Me odio, te odio, le odio. Ironías de la vida; pero la cosa va de tríos, y no de los que estás imaginando. Yo no sirvo para esto, y dudo que jamás sirva. Y espero, realmente espero, que de aquí en unos meses pueda reírme de eso, en vez de seguir con la duda. Porque no basta con que la vida se haya reído de mi todo lo que ha podido y más; si no que tiene que seguir haciéndolo. 

sábado, 8 de marzo de 2014


Todos tenemos un vicio insaciable, algo que nos hizo perder la cabeza y el rumbo de la noche a la mañana, haciéndonos adictos de algo que no era del todo sano para nuestra cordura mental. Y como todo, se acaba. Ya puede ser por voluntad propia, por necesidades de la vida o por caprichos del tiempo. Pero llega algún momento que se acaba. Quizás para mejor, aunque en el momento próximo no nos lo parezca. Mi vicio se acabó por manecillas que no se acabaron, porque el AVE aún no llegó a Galicia, por demasiado orgullo, y por el salitre del mar. O quizás porque era lo mejor para mi misma. No lo sé, y creo que nunca lo sabré.
Pero como todo vicio, necesitas tiempo para desintoxicarte. Necesitas pasar todas y cada una de las fases, en orden, sin perderte una sola lección. Y es un camino complicado, tenebroso y que, la mayoría de las veces, tienes que hacerlo solo; porque el alcohol no es el sustitutivo de las anfetaminas, porque un clavo no saca otro clavo. 

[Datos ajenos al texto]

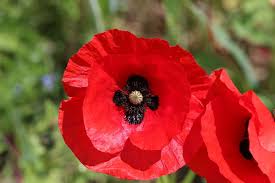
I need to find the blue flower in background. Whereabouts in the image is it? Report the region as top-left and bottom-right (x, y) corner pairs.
(41, 74), (56, 91)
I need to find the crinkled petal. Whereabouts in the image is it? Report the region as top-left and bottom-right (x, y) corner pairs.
(188, 144), (230, 183)
(83, 67), (135, 153)
(58, 98), (117, 166)
(241, 91), (275, 152)
(87, 135), (185, 180)
(248, 119), (275, 182)
(201, 96), (268, 183)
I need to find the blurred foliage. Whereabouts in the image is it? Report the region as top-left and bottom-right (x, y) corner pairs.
(0, 0), (275, 183)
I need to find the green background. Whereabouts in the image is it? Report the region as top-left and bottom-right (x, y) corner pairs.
(0, 0), (275, 183)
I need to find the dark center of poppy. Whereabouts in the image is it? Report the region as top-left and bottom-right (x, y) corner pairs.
(240, 120), (254, 160)
(113, 75), (159, 124)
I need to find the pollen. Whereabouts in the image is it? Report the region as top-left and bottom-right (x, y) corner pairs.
(129, 90), (143, 105)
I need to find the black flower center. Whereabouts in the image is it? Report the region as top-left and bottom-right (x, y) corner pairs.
(113, 75), (159, 124)
(240, 120), (254, 160)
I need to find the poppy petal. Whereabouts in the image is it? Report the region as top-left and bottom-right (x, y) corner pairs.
(58, 98), (117, 166)
(242, 91), (275, 152)
(83, 66), (135, 153)
(201, 101), (268, 183)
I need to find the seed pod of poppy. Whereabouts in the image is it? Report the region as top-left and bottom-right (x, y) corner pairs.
(59, 30), (209, 179)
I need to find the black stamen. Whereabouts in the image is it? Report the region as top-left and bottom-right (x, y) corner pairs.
(126, 75), (149, 94)
(239, 119), (253, 160)
(146, 96), (159, 111)
(125, 105), (145, 125)
(240, 138), (253, 160)
(113, 90), (127, 106)
(113, 75), (159, 124)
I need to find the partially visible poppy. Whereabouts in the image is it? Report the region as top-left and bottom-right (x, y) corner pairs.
(59, 30), (209, 179)
(188, 70), (275, 183)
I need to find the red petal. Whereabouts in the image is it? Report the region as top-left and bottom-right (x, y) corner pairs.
(242, 91), (275, 152)
(191, 70), (268, 182)
(83, 67), (136, 153)
(240, 91), (275, 182)
(188, 144), (230, 183)
(62, 45), (92, 97)
(120, 140), (161, 171)
(248, 119), (275, 182)
(88, 135), (185, 180)
(58, 98), (117, 166)
(207, 69), (241, 100)
(201, 96), (267, 183)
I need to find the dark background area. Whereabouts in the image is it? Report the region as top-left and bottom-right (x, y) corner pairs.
(0, 0), (275, 183)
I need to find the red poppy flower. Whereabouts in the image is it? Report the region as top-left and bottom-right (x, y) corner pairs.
(189, 70), (275, 183)
(59, 30), (209, 179)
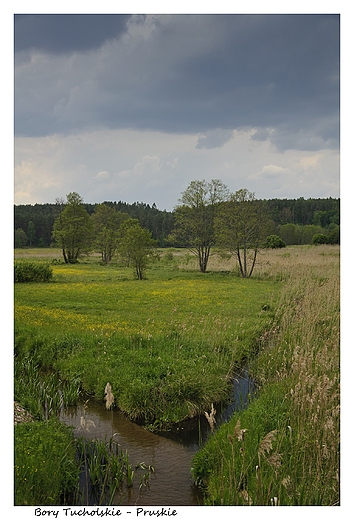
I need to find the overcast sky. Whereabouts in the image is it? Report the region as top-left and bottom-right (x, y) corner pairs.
(14, 10), (339, 210)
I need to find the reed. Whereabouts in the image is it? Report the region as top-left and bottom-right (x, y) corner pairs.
(14, 418), (78, 506)
(193, 247), (340, 505)
(76, 437), (154, 505)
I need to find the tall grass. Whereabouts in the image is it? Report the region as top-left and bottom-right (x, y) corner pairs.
(76, 437), (154, 505)
(15, 256), (279, 430)
(14, 418), (79, 506)
(193, 248), (340, 505)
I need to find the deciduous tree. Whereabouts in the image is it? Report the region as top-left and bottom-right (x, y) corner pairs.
(53, 192), (92, 264)
(216, 189), (272, 278)
(170, 179), (228, 273)
(91, 204), (129, 264)
(118, 219), (157, 280)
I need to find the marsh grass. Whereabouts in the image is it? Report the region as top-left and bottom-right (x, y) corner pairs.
(193, 247), (340, 505)
(15, 251), (279, 430)
(14, 356), (80, 420)
(14, 418), (79, 506)
(75, 436), (154, 505)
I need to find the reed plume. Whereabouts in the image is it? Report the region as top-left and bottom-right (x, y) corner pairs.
(204, 403), (216, 432)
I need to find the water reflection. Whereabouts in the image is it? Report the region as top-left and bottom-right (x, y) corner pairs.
(61, 371), (254, 506)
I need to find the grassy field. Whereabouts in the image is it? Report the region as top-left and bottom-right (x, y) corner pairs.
(193, 247), (340, 505)
(14, 245), (339, 505)
(15, 250), (280, 429)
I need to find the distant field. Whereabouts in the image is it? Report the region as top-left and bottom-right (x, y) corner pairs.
(15, 249), (280, 424)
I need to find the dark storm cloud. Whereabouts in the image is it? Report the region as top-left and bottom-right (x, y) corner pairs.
(15, 15), (339, 149)
(15, 14), (129, 54)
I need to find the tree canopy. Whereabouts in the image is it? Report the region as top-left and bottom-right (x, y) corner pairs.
(170, 179), (228, 273)
(53, 192), (92, 264)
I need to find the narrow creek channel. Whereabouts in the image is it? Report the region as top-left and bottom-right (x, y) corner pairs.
(60, 371), (254, 506)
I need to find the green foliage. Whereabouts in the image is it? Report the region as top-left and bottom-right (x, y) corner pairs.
(266, 235), (286, 249)
(92, 204), (129, 264)
(169, 179), (228, 273)
(14, 260), (53, 283)
(14, 419), (78, 506)
(15, 262), (278, 428)
(53, 192), (92, 264)
(15, 228), (28, 248)
(14, 356), (80, 420)
(312, 233), (328, 246)
(216, 189), (271, 278)
(118, 219), (156, 280)
(328, 226), (340, 244)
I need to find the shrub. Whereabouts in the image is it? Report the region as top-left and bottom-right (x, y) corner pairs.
(266, 235), (286, 249)
(14, 260), (53, 283)
(312, 233), (328, 246)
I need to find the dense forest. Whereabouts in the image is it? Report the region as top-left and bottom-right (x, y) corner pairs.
(14, 197), (340, 247)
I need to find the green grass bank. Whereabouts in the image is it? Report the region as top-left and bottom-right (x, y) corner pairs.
(193, 248), (340, 506)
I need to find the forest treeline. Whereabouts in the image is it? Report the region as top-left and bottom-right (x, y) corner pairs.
(14, 197), (340, 247)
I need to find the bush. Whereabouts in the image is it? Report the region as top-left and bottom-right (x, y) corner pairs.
(266, 235), (286, 249)
(312, 233), (328, 246)
(14, 260), (53, 283)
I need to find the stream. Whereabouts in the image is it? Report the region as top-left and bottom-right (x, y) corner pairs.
(60, 370), (254, 506)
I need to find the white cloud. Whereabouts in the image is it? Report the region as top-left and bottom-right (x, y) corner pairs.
(95, 170), (109, 181)
(15, 129), (339, 210)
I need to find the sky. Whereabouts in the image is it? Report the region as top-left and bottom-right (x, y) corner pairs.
(14, 10), (340, 211)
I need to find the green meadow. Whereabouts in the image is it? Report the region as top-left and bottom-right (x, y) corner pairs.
(14, 245), (340, 505)
(15, 251), (280, 429)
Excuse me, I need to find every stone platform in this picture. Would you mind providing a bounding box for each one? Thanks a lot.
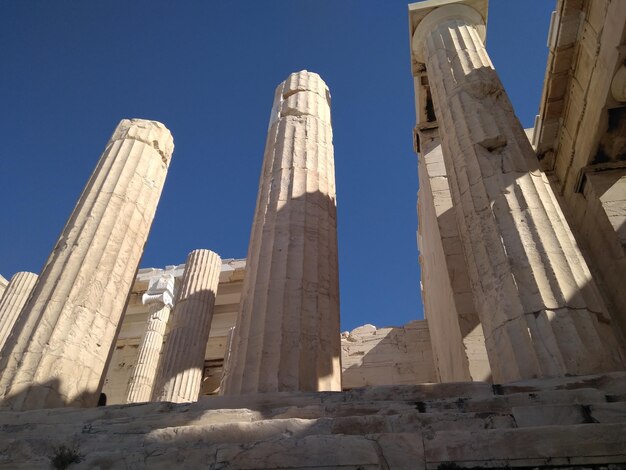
[0,373,626,470]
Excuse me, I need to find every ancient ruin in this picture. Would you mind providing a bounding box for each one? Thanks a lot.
[223,70,341,395]
[0,0,626,470]
[0,119,174,410]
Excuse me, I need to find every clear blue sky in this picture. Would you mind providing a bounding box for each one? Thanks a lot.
[0,0,555,330]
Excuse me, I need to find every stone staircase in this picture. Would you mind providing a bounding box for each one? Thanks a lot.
[0,373,626,470]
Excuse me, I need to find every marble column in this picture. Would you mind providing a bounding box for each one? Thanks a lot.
[126,273,174,403]
[0,119,174,410]
[412,1,624,382]
[154,250,222,403]
[223,71,341,395]
[0,272,37,349]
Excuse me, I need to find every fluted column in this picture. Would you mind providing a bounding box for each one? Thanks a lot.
[154,250,222,403]
[126,274,174,403]
[0,272,37,349]
[0,119,174,410]
[223,71,341,395]
[413,2,623,381]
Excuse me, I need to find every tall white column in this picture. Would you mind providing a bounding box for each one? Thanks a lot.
[0,119,174,410]
[0,272,37,349]
[154,250,222,403]
[126,273,174,403]
[223,71,341,395]
[412,2,624,381]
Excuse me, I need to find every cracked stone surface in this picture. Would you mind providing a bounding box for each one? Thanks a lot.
[222,70,341,394]
[0,373,626,470]
[126,271,175,403]
[0,119,174,410]
[0,272,37,349]
[413,4,624,381]
[154,250,222,403]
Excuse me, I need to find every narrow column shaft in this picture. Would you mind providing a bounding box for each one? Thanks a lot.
[413,4,623,381]
[154,250,222,403]
[223,71,341,394]
[0,272,37,349]
[0,119,174,409]
[126,274,174,403]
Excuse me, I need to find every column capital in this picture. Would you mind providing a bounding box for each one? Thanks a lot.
[409,0,489,65]
[141,271,174,308]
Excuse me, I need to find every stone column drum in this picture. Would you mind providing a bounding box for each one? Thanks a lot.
[154,250,222,403]
[412,2,623,382]
[126,274,174,403]
[0,119,174,410]
[0,272,37,349]
[223,71,341,395]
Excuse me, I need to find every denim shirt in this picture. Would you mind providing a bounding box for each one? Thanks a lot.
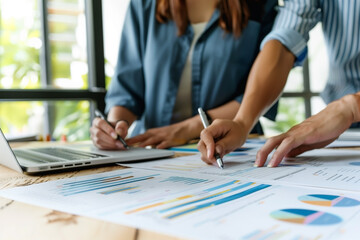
[105,0,277,135]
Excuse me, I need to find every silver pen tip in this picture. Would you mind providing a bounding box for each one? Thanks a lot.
[216,158,224,169]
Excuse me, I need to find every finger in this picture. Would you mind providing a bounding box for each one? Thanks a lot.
[90,127,121,150]
[200,127,216,162]
[115,121,129,138]
[268,136,302,167]
[156,141,174,149]
[139,136,163,147]
[197,140,212,165]
[286,138,336,157]
[127,132,152,145]
[254,134,285,167]
[93,117,117,139]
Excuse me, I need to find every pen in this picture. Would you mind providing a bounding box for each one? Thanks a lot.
[95,109,130,149]
[198,108,224,169]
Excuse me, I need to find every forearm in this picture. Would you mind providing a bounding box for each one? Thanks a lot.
[107,106,137,125]
[234,40,295,133]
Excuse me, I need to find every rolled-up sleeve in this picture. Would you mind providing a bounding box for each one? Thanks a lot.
[105,0,145,117]
[261,0,321,66]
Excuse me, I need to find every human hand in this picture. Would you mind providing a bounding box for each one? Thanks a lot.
[198,119,247,165]
[127,121,202,149]
[255,95,359,167]
[90,117,129,150]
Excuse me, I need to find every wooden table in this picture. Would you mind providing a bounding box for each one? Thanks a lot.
[0,143,186,240]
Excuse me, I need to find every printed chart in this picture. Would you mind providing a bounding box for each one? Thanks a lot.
[299,194,360,207]
[271,208,342,225]
[0,169,360,240]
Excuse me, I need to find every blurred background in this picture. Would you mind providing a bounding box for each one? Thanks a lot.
[0,0,328,141]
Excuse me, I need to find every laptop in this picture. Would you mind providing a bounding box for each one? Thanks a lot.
[0,129,174,174]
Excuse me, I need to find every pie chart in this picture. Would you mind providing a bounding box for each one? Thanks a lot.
[270,208,342,226]
[299,194,360,207]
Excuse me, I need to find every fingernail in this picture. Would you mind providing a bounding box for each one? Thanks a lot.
[215,146,222,155]
[208,150,212,159]
[110,132,117,139]
[116,142,124,149]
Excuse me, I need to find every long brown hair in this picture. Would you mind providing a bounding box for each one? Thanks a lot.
[156,0,257,36]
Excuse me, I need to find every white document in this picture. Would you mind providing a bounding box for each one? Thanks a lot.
[121,149,360,191]
[0,169,360,240]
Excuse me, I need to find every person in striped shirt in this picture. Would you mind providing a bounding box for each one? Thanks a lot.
[198,0,360,167]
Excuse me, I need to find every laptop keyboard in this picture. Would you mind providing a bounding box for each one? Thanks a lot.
[14,148,106,163]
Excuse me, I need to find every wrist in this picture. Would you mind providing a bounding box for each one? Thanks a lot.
[340,93,360,123]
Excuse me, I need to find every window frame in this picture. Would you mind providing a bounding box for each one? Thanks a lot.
[0,0,106,135]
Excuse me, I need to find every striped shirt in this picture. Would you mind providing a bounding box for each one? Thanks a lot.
[261,0,360,103]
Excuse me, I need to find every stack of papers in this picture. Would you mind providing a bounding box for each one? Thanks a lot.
[0,142,360,239]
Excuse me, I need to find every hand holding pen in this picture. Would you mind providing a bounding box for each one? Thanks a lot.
[198,108,224,169]
[91,110,130,149]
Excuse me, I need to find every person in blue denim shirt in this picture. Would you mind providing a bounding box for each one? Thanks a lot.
[91,0,277,149]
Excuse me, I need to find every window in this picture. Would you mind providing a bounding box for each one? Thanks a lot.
[0,0,105,141]
[260,23,328,136]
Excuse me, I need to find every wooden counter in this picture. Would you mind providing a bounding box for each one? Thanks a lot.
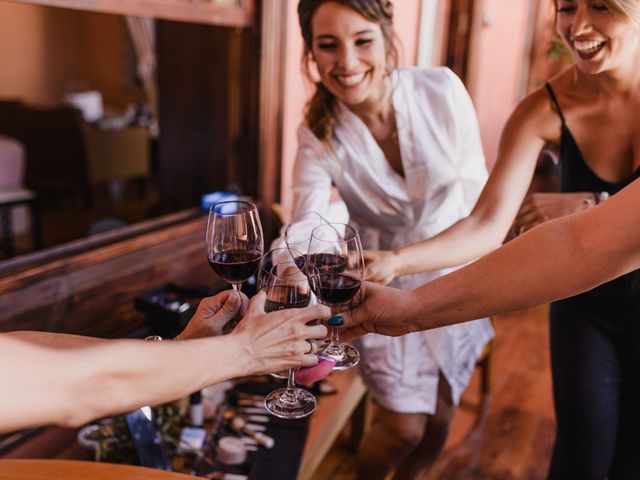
[298,370,367,480]
[0,460,194,480]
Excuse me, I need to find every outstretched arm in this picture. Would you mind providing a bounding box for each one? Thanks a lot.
[344,180,640,339]
[0,295,330,431]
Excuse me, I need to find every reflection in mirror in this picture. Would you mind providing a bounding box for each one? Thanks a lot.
[0,2,255,260]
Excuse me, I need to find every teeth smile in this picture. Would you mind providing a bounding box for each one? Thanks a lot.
[573,40,604,53]
[336,73,366,87]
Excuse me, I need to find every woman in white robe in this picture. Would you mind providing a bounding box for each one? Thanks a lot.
[292,0,493,479]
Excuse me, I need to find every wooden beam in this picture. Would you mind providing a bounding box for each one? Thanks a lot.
[10,0,253,27]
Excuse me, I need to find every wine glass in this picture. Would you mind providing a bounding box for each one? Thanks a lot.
[307,223,364,371]
[205,200,263,291]
[256,247,305,379]
[261,258,317,419]
[284,211,329,258]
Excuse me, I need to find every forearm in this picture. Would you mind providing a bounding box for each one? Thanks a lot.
[3,330,109,349]
[412,197,640,328]
[394,215,509,276]
[0,337,250,431]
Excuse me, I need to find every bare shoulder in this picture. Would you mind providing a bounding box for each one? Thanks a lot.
[504,86,561,141]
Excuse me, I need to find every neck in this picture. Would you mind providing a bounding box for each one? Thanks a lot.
[349,75,393,125]
[576,55,640,96]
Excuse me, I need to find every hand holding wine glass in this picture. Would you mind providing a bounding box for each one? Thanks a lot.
[307,223,364,370]
[205,200,263,291]
[260,255,317,418]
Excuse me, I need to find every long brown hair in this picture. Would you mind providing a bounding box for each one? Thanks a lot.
[298,0,399,141]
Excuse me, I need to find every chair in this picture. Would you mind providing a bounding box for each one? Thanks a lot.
[0,135,41,258]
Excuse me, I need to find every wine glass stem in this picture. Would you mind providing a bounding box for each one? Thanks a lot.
[287,368,296,392]
[330,327,340,345]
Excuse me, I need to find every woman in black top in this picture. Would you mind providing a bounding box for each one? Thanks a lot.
[367,0,640,480]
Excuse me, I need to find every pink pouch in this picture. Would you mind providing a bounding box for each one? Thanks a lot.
[296,355,336,385]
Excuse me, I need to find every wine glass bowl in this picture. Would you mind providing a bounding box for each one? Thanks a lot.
[260,253,317,419]
[205,200,263,290]
[307,223,364,371]
[284,211,328,268]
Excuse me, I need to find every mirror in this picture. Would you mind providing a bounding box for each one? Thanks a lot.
[0,2,257,259]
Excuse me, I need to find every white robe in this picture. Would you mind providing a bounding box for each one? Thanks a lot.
[292,67,493,414]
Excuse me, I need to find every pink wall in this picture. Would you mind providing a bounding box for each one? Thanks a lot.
[467,0,539,167]
[280,0,421,212]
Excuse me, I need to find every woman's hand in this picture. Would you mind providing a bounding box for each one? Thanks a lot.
[363,250,398,285]
[512,192,593,235]
[226,292,331,375]
[340,282,419,342]
[176,290,249,340]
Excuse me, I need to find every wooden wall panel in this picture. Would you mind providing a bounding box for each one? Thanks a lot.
[0,218,216,337]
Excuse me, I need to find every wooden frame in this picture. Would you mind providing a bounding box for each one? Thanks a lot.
[5,0,254,27]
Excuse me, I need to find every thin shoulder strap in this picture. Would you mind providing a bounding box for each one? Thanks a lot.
[544,82,565,125]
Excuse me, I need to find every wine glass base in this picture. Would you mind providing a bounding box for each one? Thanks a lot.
[264,388,318,419]
[322,343,360,372]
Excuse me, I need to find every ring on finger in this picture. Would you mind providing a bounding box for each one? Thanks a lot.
[304,339,314,355]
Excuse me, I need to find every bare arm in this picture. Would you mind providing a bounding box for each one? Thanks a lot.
[374,88,553,280]
[345,176,640,339]
[0,295,330,431]
[6,290,249,349]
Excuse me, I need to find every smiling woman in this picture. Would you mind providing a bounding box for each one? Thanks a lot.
[286,0,493,479]
[292,0,640,480]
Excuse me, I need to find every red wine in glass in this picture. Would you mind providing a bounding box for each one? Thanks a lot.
[264,285,311,312]
[306,223,364,370]
[205,200,263,290]
[319,272,362,305]
[209,251,262,284]
[260,256,317,418]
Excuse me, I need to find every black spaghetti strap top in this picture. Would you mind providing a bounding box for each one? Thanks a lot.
[545,83,640,342]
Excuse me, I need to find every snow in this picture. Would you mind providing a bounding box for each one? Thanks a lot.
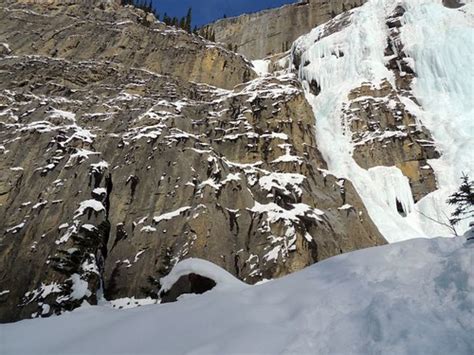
[70,274,91,300]
[292,0,474,242]
[5,222,25,234]
[160,258,249,292]
[401,0,474,233]
[252,59,270,76]
[258,173,306,196]
[0,237,474,355]
[74,199,105,218]
[153,206,191,224]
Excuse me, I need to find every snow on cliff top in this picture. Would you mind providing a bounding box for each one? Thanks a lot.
[0,237,474,355]
[293,0,474,242]
[160,258,248,291]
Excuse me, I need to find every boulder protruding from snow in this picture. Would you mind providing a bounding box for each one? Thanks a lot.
[160,258,248,303]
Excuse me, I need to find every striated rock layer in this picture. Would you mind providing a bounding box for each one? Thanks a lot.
[0,2,385,321]
[202,0,365,59]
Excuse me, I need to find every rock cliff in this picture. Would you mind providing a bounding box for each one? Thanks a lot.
[0,1,385,321]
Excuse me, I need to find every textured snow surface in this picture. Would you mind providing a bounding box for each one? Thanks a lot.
[160,258,249,291]
[0,237,474,355]
[293,0,474,242]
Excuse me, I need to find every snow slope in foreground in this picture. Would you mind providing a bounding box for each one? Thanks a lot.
[293,0,474,242]
[0,237,474,355]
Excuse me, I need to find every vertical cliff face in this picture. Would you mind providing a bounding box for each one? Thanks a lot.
[0,2,385,321]
[203,0,366,59]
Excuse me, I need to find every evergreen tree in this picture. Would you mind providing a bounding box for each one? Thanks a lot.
[447,174,474,225]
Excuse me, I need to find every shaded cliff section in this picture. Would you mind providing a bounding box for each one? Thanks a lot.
[201,0,366,59]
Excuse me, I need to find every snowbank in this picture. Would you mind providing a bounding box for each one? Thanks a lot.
[0,238,474,355]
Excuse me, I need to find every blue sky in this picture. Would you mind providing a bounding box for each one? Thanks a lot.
[152,0,296,26]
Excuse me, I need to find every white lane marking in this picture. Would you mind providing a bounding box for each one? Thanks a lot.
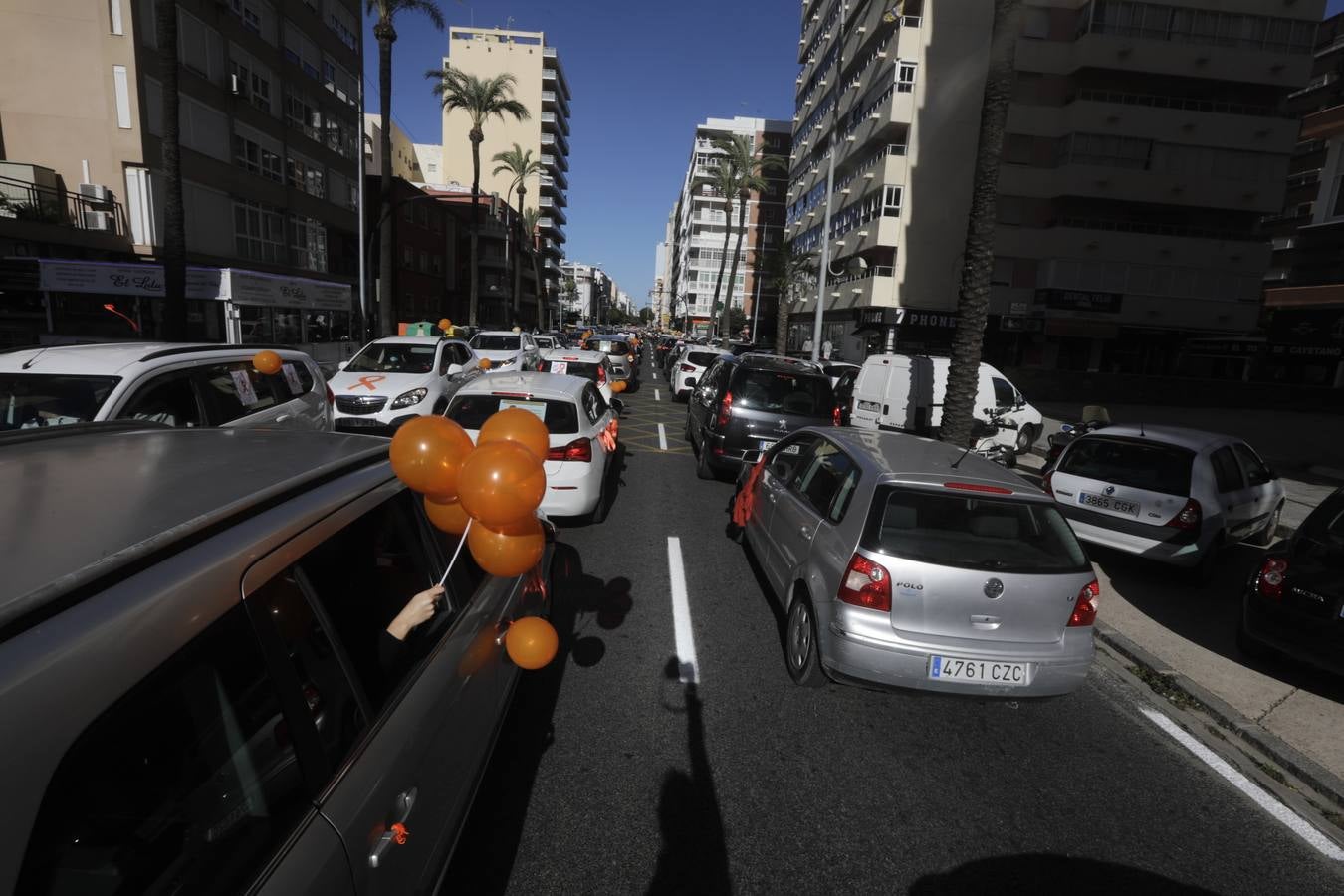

Es curioso como las casualidades se ríen de ti, como se mofan a cada pequeña oportunidad que tienen. Quien sabe, quizás sea el karma vengándose todo lo que puede y más de esas decisiones que parecen correctas una vez, y de las que te arrepientes mil y una más. Es impresionante como te puede volver a atravesar todo lo que has creído superado en un instante, en medio de una calle desierta, con la brisa del viento, con el murmullo de una canción desde un tejado en el que pega demasiado el sol y poco las facturas. Un corte de respiración agrio, perforador de tardes en calma, de momentos dulces que se escapan en pequeños suspiros, intentando recuperarse del recuerdo. Porque lo que vuelve, no es más que eso: que pequeños fragmentos de momentos felices, que aparecen de la nada cuando no son llamados, pero que, cuando intentas que vuelvan, en las noches en las que necesitas un motivo para sentir que no puedes con el sol de la mañana. Porque, como en cualquier vicio de carretera, necesitas pasar por todas las fases. Aunque lo intentes, todos necesitamos llorar los errores, ahogarlos en ginebra seca, imaginarlos con las manos húmedas, olvidarlos en noches borrosas, y mentir sobre el olvido. Hasta que llegue el día en el que todo, absolutamente todo, ya haya vuelto como recuerdo, y se quede como tal. Como recuerdo, no como esperanza en vano. Porque las segundas oportunidades no existen. Y si lo hacen, no han llegado todavía aquí, donde cuando algo se acaba, es para siempre.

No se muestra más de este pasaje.